I've been reading about deleting duplicate lines all over stack. There's perl, awk, and sed solutions, however none as specific as I want and I'm at a loss.
I want to delete the duplicate <path>
tags from this XML case INSENSITIVELY with a quick bash/shell perl command. Leave all other duplicate lines (like <start>
and <end>
) intact!
Input XML:
<package>
<id>1523456789</id>
<models>
<model type="A">
<start>2016-04-20</start> <------ Duplicate line to keep
<end>2017-04-20</end> <------ Duplicate line to keep
</model>
<model type="B">
<start>2016-04-20</start> <------ Duplicate line to keep
<end>2017-04-20</end> <------ Duplicate line to keep
</model>
</models>
<userinterface>
<upath>/Example/Dir/Here</upath>
<upath>/Example/Dir/Here2</upath>
<upath>/example/dir/here</upath> <------ Duplicate line to REMOVE
</userinterface>
</package>
So far I've been able to grab the duplicate lines, but don't know how to remove them.
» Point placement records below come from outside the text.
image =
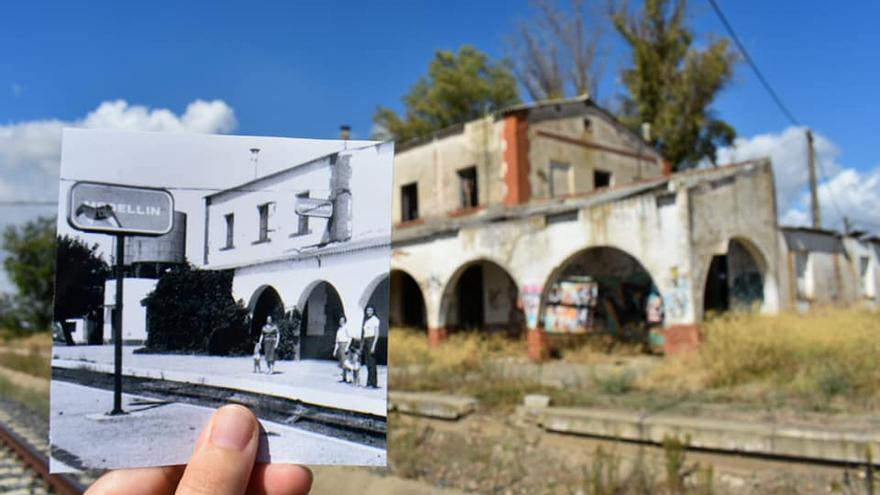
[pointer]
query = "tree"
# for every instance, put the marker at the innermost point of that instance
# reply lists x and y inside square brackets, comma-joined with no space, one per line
[80,277]
[192,310]
[458,87]
[30,265]
[558,52]
[672,85]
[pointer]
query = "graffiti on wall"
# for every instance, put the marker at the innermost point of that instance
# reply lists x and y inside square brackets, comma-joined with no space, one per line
[571,305]
[677,298]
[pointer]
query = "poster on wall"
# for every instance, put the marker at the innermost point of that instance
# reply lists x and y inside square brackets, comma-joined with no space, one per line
[198,270]
[571,306]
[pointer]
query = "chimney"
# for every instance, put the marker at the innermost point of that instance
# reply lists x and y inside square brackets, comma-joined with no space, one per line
[646,131]
[255,158]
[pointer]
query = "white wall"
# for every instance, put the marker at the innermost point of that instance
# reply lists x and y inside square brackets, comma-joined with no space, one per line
[134,315]
[370,219]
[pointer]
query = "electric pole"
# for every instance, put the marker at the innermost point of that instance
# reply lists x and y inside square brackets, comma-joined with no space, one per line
[814,192]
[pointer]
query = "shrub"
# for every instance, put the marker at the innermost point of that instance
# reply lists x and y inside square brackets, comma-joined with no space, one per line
[192,310]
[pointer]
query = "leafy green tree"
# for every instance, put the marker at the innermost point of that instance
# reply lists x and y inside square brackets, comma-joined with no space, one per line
[192,310]
[558,51]
[80,277]
[672,84]
[30,265]
[458,87]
The following
grep -H path *.[Xx][Mm][Ll] | sort | uniq -id
Gives the result:
test.xml: <upath>/example/dir/here</upath>
How do I remove that line now?
Doing the perl version or awk version below erases the <start>
and <end>
dates as well.
perl -i.bak -ne 'print unless $seen{lc($_)}++' test.xml
awk '!a[tolower($0)]++' test.xml > test.xml.new